Amgen, UCLA, and University of Arizona Use BioResolve RP mAb Polyphenyl Columns for Rapid LC-MS Screening of Membrane Proteins

As a chromatography scientist at Waters, I often get the opportunity to travel to different laboratories around the world and to meet with various types of researchers. This allows me to stay up to date on the newest scientific trends and topics, particularly in the fast growing world of biopharmaceutical analysis. In June of this year, I visited Amgen Inc. at their campus in Thousand Oaks, California. There, I met with scientists in the Amgen Discovery Research group who were working on the development of platform methods for membrane protein screening and were in the process of publishing their findings in Analytical Chemistry. Surprisingly, when the author, Jennifer Lippens, presented her research to us, I saw that the column used in her platform LC-MS method was the BioResolve™ RP mAb Polyphenyl Column, which was a column Waters released last year and a technology that I worked extensively to develop.

Reprinted (adapted) with permission from Lippens JL, Egea PF, Spahr C, Vaish A, Keener JE, Marty MT, et al. Rapid LC-MS Method for Accurate Molecular Weight Determination of Membrane and Hydrophobic Proteins. Anal Chem 2018.  Copyright(2018) American Chemical Society.

This paper, “Rapid LC−MS Method for Accurate Molecular Weight Determination of Membrane and Hydrophobic Proteins”, can be found in the Journal of Analytical Chemistry online. It discusses the need for a high-throughput, platform LC-MS method for fast and accurate molecular weight determination of membrane proteins, which are thought to be involved in diseases such as cancer and thus may be exploitable for  therapeutic treatments. The method development took many factors into consideration, where one especially important element was column selection.

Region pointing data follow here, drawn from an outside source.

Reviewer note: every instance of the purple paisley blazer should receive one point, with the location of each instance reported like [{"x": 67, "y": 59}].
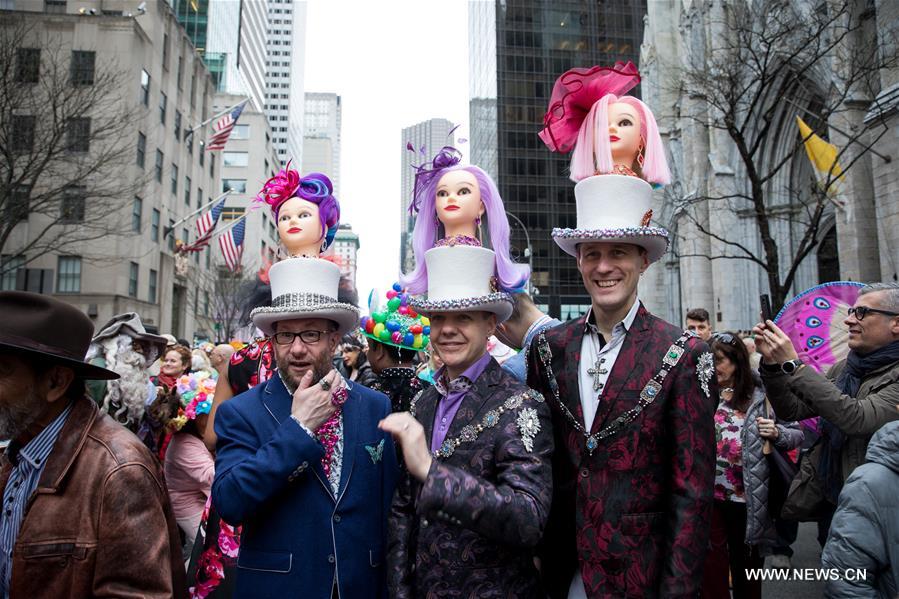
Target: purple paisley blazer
[
  {"x": 470, "y": 530},
  {"x": 634, "y": 515}
]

When I spoke to the author, she told me that they had investigated many different columns (C3, C4, C8, and cyano) but were dissatisfied with the results as the chemistries did not perform well with very hydrophobic membrane proteins since the proteins would irreversibly ‘stick’ to the stationary phase. This was especially prevalent with the C8 chemistries explored, as the bonding is too retentive for a high-throughput method. Then, with one last attempt to use a recently introduced, novel column technology  – the BioResolve RP mAb Polyphenyl Column – she happened upon a breakthrough. Not only does the particle design allow the use of UPLC pressures and higher throughput, this polyphenyl bonding is theorized to work well for her method because of its high coverage, structurally rigid bonding that minimizes the heterogeneity of protein adsorption. Moreover, the unique bonding allowed the use of both 0.1% formic acid (FA) and 0.1% trifluoroacetic acid (TFA) modified mobile phases, lower temperatures (of 65 °C), and the chance to maximize chromatographic resolution, enhance MS sensitivity, and minimize carryover.

As shown in Figure 2 from the journal article (below), the polyphenyl column was the only column able to separate the formylated and non-formylated aquaporinZ membrane protein. Using this column, the method gave highly reproducible results. Not only was this method tested for membrane proteins, a bispecific antibody construct was also tested. Evaluation of this bispecific antibody construct, which links the targeting regions of two antibodies, shows that this rapid LC-MS method for screening membrane proteins may also serve for the analysis of other hydrophobic protein species.

Reprinted (adapted) with permission from Lippens JL, Egea PF, Spahr C, Vaish A, Keener JE, Marty MT, et al. Rapid LC-MS Method for Accurate Molecular Weight Determination of Membrane and Hydrophobic Proteins. Anal Chem 2018.  Copyright(2018) American Chemical Society.

On the whole, it was exciting to see the potential that the Waters BioResolve RP mAb Polyphenyl Column demonstrated through this new LC-MS method for membrane proteins. Its amenability to milder elution conditions and higher pressures brings new options to scientists.  Waters is currently continuing to work on improving elution conditions with the release of a new mobile phase additive based on a purified, LC-MS quality difluoroacetic acid (IonHance DFA). This additive works to optimize a method to have the enhanced MS sensitivity of FA and high chromatographic resolution of TFA. It will be interesting to see if methods such as those described in this article can be improved even further with the use of LC-MS quality DFA.